Gilvarry's novel takes place in the wildly paranoid post-9/11 world. With Guantanamo Bay slurping up would-be terrorists indiscriminately, and the Patriot Act making it easy and legal to monitor even the most innocent of conversation and correspondence, Gilvarry's entertaining satire featuring the hapless Boy is both ridiculous, yet not so far from the truth about the United States in the wake of the attacks. In Boy, Gilvarry has created a unique character that plays perfectly in his tale. Boy, an adamantly straight women's fashion designer, is so single-minded in pursuit of his dreams that he's willing to believe with only fleeting doubts that the fast-talking Ahmed really just is a Canadian businessman with all the right connections.
Boy, who thinks that a fertilizer bomb sounds like something made up, hardly blinks an eye at Ahmed's apartment filled to the brim with the stuff until he finds himself detained at Guantanamo Bay for his association with terroristic activities. Ahmed is obviously trouble but then, he is also an enthusiastic, charismatic and most entertaining terrorist who drives around in a ZipCar (a Toyota Prius to be exact), makes paninis for lunch, and dishes about his home in Nova Scotia where the sun stays up for six months at a time and everyone comes out of their huts and igloos to watch it go down before their six months of night. Ludicrous? Maybe. Hilariously incongruous? Definitely. Twisted though it may be, if I had to name my very favorite part of the book, it would most likely be Ahmed and his antics.

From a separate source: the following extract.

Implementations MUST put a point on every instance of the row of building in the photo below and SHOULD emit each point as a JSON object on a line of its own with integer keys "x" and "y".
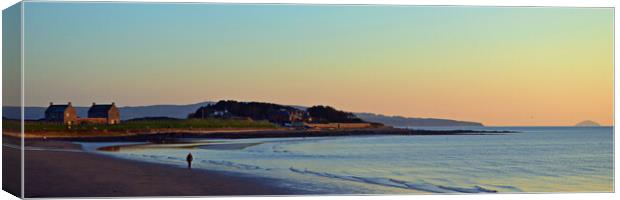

From the Memoirs of a Non-Enemy Combatant (FtMoaNEC) is a smart, funny, and vaguely frightening picture of the post-9/11 U.S. where an agent named Ben Laden, an apartment with a storage area turned bedroom called a "sleeper cell," and a liason with a guy who's making a deal with the ASPCA seem harmless enough but are enough to put an innocent away in Guantanamo Bay. Admittedly, the book drags a little through the parts where Boy laments his unfortunate detention, and it seems as if Gilvarry is trying to add drama where no drama needs added, but the parts where Boy recounts what led him to this unfortunate turn of events really pop. At the end of the day, though, FtMoaNEC evokes and harpoons the Big Brother-esque age of the Patriot Act so well that the very act of posting this review, chock full of buzz words like terrorist, Guantanamo Bay, and fertilizer; seems like an act of bravery.